The Cost of Forgetting

A developer joins a team and spends three weeks building a retry mechanism. A version of it already exists in a utility module written two years ago by someone who's since left. Nobody remembers. The new version is slightly different, slightly worse, and now there are two.

This happens constantly. Not because teams are careless, but because institutional memory is stored in an ungreppable medium: people's heads. When someone leaves, their knowledge of "where things are" and "why we did it that way" goes with them.
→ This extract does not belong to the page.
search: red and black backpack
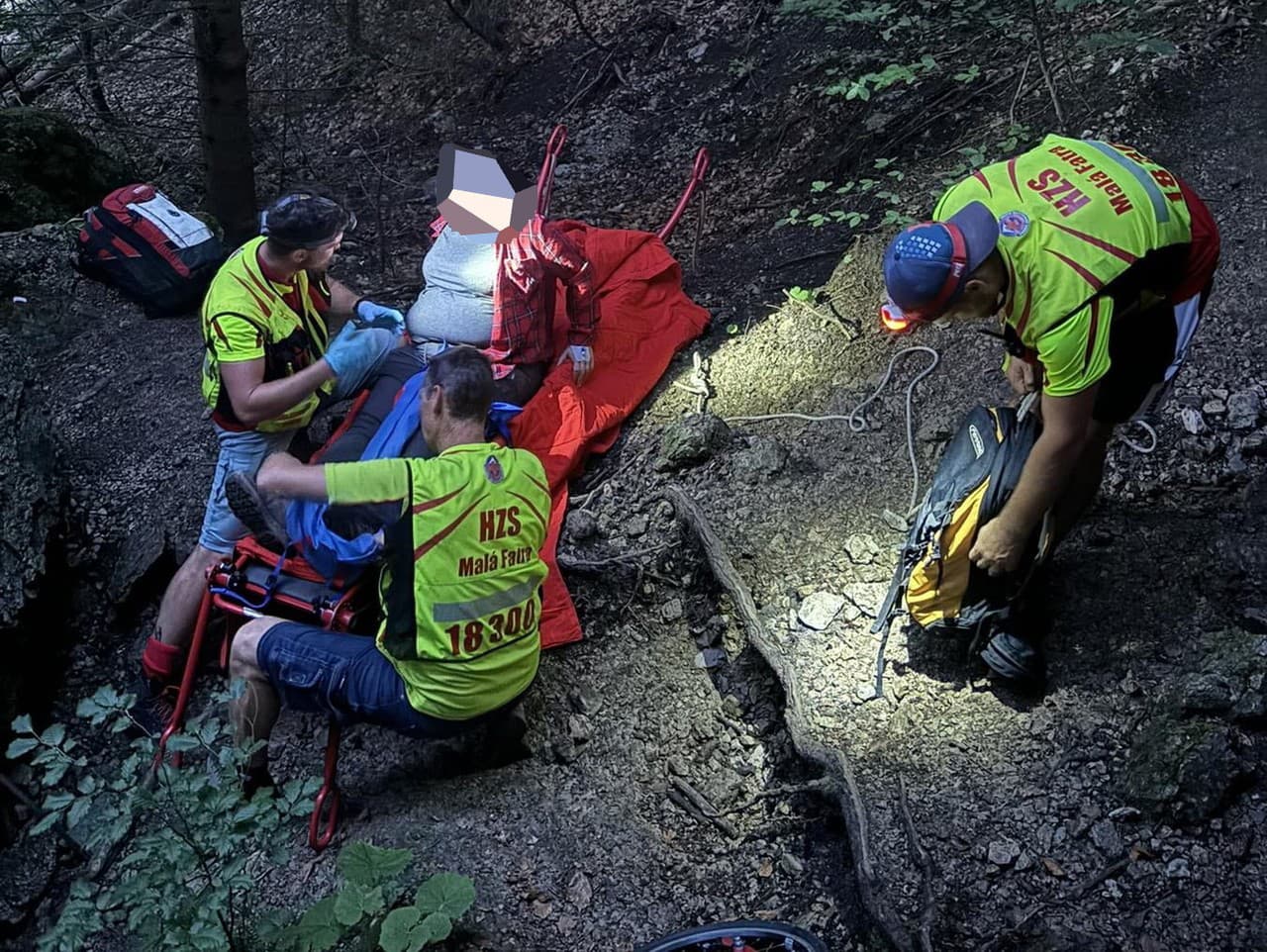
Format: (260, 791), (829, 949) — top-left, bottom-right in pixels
(73, 183), (226, 318)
What remains is code — which answers what but usually not where or why.

What forgetting actually costs

The visible cost is duplicated work. The invisible cost is worse: changes made without understanding their blast radius.
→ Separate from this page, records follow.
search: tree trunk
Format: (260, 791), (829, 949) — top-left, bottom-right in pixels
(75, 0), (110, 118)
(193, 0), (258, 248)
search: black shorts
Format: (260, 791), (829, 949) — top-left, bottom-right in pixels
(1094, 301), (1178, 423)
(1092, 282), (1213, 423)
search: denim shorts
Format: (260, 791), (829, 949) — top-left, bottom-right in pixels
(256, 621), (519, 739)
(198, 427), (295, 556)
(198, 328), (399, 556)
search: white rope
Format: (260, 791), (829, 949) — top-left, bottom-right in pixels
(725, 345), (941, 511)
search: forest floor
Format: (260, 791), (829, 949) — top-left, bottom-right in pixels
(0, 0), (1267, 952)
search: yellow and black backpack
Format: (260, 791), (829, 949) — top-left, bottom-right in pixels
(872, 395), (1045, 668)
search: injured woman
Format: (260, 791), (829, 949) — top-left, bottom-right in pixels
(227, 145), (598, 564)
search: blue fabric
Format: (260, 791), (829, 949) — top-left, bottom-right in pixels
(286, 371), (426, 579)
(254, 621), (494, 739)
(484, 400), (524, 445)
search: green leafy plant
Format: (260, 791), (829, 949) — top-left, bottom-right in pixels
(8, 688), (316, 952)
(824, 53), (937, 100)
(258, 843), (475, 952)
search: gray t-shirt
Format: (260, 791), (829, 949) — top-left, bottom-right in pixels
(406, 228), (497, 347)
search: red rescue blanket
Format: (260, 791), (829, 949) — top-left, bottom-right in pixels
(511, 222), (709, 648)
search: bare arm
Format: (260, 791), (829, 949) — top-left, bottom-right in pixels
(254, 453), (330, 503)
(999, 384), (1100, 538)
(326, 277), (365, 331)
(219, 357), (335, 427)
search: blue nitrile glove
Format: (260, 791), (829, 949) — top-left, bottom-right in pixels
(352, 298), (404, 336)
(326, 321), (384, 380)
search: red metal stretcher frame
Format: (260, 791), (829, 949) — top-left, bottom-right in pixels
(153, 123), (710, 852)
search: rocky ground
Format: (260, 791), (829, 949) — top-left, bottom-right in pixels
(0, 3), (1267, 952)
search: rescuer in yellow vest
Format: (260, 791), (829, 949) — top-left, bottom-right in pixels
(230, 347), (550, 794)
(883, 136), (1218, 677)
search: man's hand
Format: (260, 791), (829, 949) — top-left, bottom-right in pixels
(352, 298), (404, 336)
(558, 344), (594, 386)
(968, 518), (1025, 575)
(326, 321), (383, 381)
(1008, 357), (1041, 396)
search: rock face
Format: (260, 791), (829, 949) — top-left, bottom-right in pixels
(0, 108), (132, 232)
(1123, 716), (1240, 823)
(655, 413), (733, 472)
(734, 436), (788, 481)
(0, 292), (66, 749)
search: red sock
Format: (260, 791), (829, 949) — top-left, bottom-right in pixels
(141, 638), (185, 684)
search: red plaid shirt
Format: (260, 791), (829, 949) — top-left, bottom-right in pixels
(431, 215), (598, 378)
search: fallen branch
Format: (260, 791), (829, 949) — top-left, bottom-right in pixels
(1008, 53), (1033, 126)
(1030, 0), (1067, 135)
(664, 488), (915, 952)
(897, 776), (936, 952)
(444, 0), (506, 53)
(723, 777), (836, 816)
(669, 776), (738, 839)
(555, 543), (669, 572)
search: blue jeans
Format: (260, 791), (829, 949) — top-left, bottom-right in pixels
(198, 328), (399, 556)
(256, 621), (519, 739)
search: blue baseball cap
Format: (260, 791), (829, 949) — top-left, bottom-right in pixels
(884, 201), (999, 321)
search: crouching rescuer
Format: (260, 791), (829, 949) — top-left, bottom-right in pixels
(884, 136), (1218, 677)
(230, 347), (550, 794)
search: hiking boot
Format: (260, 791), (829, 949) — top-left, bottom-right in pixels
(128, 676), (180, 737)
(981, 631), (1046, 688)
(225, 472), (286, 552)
Consider a shared library used by five downstream projects. A mixin in that library — say, AccessControlQuerySetMixin — is imported by 50+ models across those projects. Change the mixin's interface, and you've broken things in repos you may not even know depend on it. The knowledge of that dependency web is institutional. It lives in the head of whoever originally designed the architecture. When they leave, the web is still there. The knowledge of it isn't.

This is a specific instance of a general problem: code is a graph, but teams navigate it as a collection of files. Imports cross repository boundaries. Design decisions propagate through dependency chains. The structure is there — it's just not visible.

Making memory computable

Code-smriti is an attempt to solve this. The name is Sanskrit — smriti (स्मृति) means "memory, that which is remembered." It indexes code repositories and makes their contents searchable by meaning, not just keywords.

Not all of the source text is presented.